Of course it is. Money follows money. Your priorities as a software salesman are not the same as your priorities as a software user. That disparity is what drives the misery that makes up the modern commercial software landscape. It's the reason why the whole dream of "open source projects where the core team find a way to commercialise it in a sustainable way" doesn't really exist, and certainly isn't championed. Your goal can either be to empower your users at all costs, or to monetize your product. You cannot have your cake and eat it too.
What makes me mad is watching people appropriate the ideals of Free Software for commercial purposes. The only people you're fooling is users, the developers worth their salt won't even give you the time of day if you're peddling some contrived licensed crapware. Every piece of software you listed at the bottom has openly-licensed alternatives, explicitly because there are droves of people who have nothing to gain from paying for the same thing they could get for free.
It's a free world, and ultimately your choice how you choose to license your work. Truly great work transcends these petty concerns with what your users will think and what commercial alternatives exist. Nothing, and I mean *nothing* beats free.

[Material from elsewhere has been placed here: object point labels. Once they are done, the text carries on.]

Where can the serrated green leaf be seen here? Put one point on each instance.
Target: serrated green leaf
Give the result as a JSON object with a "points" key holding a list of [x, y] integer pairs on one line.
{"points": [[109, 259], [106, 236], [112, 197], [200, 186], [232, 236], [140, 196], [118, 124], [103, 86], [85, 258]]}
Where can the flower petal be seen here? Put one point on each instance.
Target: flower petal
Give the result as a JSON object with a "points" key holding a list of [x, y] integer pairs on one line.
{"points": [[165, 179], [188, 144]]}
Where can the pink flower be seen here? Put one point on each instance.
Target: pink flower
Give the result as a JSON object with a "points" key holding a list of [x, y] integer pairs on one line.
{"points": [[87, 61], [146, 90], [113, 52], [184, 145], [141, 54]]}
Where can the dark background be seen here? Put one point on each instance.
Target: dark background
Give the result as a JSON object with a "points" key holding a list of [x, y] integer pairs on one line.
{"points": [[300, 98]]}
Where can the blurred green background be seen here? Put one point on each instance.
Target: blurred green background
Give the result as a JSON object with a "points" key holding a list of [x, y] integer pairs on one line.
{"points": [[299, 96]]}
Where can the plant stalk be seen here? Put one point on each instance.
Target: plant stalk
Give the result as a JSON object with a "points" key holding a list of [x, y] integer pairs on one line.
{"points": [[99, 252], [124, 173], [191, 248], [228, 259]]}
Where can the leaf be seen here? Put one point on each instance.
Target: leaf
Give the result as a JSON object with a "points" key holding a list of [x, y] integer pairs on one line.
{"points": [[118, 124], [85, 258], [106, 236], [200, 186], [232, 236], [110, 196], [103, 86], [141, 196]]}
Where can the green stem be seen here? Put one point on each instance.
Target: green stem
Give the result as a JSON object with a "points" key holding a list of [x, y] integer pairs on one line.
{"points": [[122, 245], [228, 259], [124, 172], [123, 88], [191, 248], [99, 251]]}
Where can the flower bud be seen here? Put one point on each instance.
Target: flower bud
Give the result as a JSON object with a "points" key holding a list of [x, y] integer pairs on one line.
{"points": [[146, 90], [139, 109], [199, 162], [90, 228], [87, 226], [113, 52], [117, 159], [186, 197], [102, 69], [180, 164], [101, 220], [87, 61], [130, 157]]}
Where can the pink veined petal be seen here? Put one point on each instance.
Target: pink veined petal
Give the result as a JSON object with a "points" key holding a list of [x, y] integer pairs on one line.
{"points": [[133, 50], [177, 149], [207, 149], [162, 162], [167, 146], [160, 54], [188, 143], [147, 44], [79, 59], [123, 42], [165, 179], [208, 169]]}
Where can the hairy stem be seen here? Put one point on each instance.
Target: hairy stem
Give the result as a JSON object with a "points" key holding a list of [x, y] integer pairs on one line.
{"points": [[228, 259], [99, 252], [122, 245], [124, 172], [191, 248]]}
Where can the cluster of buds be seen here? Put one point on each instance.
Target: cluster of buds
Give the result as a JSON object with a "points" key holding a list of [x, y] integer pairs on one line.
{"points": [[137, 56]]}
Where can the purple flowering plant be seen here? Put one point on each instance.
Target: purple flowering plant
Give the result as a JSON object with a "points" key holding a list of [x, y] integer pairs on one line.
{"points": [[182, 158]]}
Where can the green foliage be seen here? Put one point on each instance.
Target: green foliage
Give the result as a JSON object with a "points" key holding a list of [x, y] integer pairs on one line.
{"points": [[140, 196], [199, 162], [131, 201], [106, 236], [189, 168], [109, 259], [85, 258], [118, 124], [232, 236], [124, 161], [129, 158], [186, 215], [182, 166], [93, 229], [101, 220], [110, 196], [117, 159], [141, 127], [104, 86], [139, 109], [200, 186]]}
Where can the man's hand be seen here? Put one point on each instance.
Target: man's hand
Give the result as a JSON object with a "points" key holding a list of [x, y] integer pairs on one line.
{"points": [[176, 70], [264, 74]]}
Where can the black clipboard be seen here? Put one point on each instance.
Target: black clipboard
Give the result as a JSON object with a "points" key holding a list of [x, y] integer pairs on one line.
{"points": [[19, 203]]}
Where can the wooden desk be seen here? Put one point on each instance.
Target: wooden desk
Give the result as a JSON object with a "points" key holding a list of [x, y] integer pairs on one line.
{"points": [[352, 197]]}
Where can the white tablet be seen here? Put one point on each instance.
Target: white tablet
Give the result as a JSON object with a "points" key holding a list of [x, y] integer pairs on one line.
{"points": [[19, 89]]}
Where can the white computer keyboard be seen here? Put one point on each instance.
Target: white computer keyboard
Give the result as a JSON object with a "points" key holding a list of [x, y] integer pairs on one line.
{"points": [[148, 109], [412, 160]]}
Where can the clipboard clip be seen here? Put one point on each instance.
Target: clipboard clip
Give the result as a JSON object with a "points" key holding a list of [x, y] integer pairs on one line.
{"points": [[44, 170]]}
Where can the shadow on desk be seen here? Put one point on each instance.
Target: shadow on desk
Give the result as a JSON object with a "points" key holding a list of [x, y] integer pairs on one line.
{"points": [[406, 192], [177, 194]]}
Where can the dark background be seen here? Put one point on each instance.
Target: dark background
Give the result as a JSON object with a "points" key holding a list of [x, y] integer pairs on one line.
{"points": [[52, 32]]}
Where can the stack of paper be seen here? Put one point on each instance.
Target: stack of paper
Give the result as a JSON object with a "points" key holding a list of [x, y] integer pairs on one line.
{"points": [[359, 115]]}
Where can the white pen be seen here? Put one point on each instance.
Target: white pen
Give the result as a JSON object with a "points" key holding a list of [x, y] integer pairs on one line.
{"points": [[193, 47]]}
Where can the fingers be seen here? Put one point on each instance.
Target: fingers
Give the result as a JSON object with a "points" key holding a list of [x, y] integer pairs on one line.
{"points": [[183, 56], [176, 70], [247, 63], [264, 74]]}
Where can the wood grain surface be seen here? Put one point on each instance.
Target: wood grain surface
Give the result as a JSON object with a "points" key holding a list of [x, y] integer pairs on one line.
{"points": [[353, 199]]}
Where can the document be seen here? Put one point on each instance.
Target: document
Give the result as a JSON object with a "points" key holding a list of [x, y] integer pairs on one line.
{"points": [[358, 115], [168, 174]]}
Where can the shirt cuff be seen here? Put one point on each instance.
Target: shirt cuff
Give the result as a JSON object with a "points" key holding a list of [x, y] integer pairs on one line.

It's a weird balancing act. At the end of the day though, everything on the internet is a race to the bottom; nothing beats free. Of course, you don't have to make your work freely available, if you think that your contributions stand on their own merits then you can of course charge a fee. Here's the thing, though: 99% of the time, developers will completely skip over your product even if the free alternative is decidedly worse. For example:
> The vast majority of people who "create" (rather than contribute to) an open source projects are doing so for some sort of "commercial" reason.
Au contraire, just look at Linux, an OS that was designed as a passion project by One Guy and the Internet. It was developed by people who cared, and thought they could create a better system for free. Commercial purposes appropriated it, not the other way around. This is the case for a number of OSS: before people even contribute to an open-source project, it has to be someone's proof-of-concept, someone's toy project. History simply doesn't align with this claim, it takes a lot of Freudian contrivances to make it true.
> I also find this frustrating as an attitude towards open source, the "open core" concept is completely valid and isn't an argument to fork.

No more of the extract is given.